Entah sudah berapa jurus pertarungan berlangsung, tapi sedikit pun belum ada tanda-tanda bakal berhenti. Sementara, malam terus merayap semakin bertambah larut. Dan udara di sekitar pertarungan itu jadi terasa hangat. Kilatan-kilatan cahaya pedang Nyi Sura yang dalam tubuh Lestari, membuat sekitarnya jadi terang.
Kini pertarungan itu terus meningkat menggunakan ilmu-ilmu kedigdayaan, sehingga menimbulkan ledakan-ledakan yang terdengar saling susul dan menggelegar dahsyat. Batu-batu mulai terlihat pecah berhamburan. Puluhan pohon bertumbangan. Bahkan tidak sedikit yang hangus terbakar. Tapi, pertarungan itu masih terus berlangsung semakin sengit.
Suara-suara pertarungan itu rupanya terdengar juga oleh Ki Marta dan orang-orangnya yang memang berada dalam hutan ini dalam upaya mengejar Rangga yang dituduh sebagai pelaku pembunuhan-pembunuhan yang terjadi di Desa Paranggada.
Dan bukan hanya Ki Marta saja yang terkejut begitu melihat pemuda yang dikejarnya kini tengah bertarung sengit melawan seorang wanita berbaju merah. Tapi, semua pengikutnya juga jadi mengkeret nyalinya. Dan yang lebih mengejutkan, ternyata lawan yang sedang dihadapi pemuda berbaju rompi putih itu adalah Lestari. Karena dialah putri tunggal Ki Rapala kepala desa mereka sendiri. Dan Ki Rapala pun telah menjadi korban pembunuhan pula.
“Ki! Bukankah itu Lestari...?” ujar salah seorang pemuda yang berdiri di sebelah kanan Ki Marta.
“Hm, benar,” sahut Ki Marta agak menggumam terdengar suaranya.
“Hebat..! Tidak disangka kalau dia punya kepandaian begitu tinggi,” sambung pemuda lainnya memuji.
Sedangkan Ki Marta hanya diam saja memandangi pertarungan itu tanpa berkedip sedikit pun juga.
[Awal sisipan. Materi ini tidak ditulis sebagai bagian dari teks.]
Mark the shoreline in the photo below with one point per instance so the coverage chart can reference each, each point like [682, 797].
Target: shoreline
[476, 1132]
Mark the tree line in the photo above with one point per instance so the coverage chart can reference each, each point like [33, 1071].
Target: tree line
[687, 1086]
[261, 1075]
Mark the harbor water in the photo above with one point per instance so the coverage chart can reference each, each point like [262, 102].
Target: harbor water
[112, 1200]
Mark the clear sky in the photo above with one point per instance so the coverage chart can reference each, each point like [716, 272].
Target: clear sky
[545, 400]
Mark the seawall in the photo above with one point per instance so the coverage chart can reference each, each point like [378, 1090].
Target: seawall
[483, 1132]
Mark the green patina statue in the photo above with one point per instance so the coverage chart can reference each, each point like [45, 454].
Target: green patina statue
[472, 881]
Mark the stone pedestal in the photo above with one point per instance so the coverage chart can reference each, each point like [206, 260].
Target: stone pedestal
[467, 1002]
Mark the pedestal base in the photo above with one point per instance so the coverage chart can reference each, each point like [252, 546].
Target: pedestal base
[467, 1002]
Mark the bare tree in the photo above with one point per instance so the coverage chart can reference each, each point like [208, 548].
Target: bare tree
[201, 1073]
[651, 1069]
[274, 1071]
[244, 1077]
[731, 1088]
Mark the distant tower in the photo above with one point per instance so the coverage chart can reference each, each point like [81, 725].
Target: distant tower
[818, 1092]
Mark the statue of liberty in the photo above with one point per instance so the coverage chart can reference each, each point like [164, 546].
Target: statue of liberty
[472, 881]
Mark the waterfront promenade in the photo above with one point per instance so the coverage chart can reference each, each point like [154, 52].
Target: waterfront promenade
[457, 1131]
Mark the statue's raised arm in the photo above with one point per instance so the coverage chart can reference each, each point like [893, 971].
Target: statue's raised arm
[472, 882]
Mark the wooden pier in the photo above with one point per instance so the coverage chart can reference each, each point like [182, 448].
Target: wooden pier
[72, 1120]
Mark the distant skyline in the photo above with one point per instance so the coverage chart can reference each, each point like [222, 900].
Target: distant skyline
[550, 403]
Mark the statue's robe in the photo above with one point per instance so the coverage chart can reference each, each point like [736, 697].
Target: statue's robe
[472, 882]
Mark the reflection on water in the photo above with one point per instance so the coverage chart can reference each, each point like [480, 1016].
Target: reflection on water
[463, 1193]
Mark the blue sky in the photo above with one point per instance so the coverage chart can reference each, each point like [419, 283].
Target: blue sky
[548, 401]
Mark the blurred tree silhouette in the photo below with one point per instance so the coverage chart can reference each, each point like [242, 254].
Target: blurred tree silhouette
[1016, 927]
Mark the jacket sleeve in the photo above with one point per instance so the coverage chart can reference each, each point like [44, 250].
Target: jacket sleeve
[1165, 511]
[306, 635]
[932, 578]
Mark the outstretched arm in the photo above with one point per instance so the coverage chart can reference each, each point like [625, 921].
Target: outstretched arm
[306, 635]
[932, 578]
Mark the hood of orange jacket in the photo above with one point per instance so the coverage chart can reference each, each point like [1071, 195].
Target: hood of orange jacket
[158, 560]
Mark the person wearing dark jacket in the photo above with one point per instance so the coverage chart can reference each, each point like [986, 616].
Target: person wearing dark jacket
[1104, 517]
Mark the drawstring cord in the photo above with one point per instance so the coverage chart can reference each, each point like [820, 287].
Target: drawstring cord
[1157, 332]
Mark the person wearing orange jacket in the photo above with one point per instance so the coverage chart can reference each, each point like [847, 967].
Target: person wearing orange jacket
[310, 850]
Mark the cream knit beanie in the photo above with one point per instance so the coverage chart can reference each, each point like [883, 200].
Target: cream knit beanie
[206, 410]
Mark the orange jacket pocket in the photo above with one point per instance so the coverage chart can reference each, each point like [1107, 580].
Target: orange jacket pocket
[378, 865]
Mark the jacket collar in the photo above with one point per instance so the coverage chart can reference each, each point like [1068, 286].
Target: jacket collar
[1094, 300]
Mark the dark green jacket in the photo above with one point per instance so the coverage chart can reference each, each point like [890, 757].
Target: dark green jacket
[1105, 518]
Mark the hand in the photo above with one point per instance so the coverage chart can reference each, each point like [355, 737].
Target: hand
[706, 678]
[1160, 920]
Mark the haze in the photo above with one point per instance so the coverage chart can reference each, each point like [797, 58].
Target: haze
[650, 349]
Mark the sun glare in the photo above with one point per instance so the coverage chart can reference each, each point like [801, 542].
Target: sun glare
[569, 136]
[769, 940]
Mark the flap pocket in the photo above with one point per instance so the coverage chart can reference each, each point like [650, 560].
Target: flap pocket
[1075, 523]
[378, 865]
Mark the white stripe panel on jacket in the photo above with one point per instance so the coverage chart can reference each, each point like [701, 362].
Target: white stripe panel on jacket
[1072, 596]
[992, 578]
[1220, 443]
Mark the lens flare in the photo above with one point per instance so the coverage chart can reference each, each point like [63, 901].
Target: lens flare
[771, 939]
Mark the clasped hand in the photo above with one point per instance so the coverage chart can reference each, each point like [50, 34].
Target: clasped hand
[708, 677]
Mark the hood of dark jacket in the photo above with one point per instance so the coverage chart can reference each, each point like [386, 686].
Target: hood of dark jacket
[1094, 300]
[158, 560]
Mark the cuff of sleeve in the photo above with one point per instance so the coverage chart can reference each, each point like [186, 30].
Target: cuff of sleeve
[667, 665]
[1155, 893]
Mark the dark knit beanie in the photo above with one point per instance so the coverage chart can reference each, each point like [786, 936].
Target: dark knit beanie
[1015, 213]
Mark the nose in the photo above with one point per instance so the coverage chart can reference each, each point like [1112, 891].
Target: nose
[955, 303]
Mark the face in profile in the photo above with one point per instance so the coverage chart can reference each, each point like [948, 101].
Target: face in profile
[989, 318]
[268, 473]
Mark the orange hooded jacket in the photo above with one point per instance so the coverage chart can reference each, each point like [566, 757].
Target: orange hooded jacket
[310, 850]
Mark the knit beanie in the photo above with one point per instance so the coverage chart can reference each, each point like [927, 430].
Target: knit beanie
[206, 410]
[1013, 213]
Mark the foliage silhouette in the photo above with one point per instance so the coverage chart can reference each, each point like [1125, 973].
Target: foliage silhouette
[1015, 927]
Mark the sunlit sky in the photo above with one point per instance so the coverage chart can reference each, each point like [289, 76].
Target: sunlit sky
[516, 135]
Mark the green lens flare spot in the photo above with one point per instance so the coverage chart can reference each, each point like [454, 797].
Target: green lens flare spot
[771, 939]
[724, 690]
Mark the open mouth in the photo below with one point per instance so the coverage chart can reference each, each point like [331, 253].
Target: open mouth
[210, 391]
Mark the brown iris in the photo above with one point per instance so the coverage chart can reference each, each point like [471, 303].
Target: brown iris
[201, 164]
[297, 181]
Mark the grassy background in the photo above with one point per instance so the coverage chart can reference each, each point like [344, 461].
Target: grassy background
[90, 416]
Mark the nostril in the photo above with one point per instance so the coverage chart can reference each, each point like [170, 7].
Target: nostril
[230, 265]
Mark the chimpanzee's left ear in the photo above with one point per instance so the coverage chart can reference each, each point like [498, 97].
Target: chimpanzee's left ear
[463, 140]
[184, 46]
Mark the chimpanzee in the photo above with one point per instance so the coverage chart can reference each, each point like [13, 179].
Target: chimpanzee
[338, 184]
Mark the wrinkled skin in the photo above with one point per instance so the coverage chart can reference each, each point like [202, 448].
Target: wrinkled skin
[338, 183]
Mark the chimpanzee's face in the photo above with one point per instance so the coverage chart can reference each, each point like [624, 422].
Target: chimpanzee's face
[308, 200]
Tampak keningnya jadi berkerut, seakan-akan tengah memikirkan sesuatu. Entah apa yang ada dalam kepalanya saat ini. Namun....
“Kalian berpencar, dan kepung tempat ini. Jaga jangan sampai gadis itu bisa lolos!” perintah Ki Marta agak mendesis terdengar suaranya.
“Eh?! Apa, Ki...?”
Tentu saja pemuda-pemuda itu jadi terkejut mendengar perintah Ki Marta barusan. Sungguh mereka tidak mengerti, kenapa justru harus memusuhi Lestari. Dan, kenapa bukannya pemuda asing yang tadi dikejar yang harus dimusuhi...? Tapi, tidak ada seorang pun yang berani membantah perintah Ki Marta. Walaupun dengan raut wajah memancarkan ketidakmengertian, tapi mereka bergerak juga mengepung tempat ini dari jarak yang cukup jauh.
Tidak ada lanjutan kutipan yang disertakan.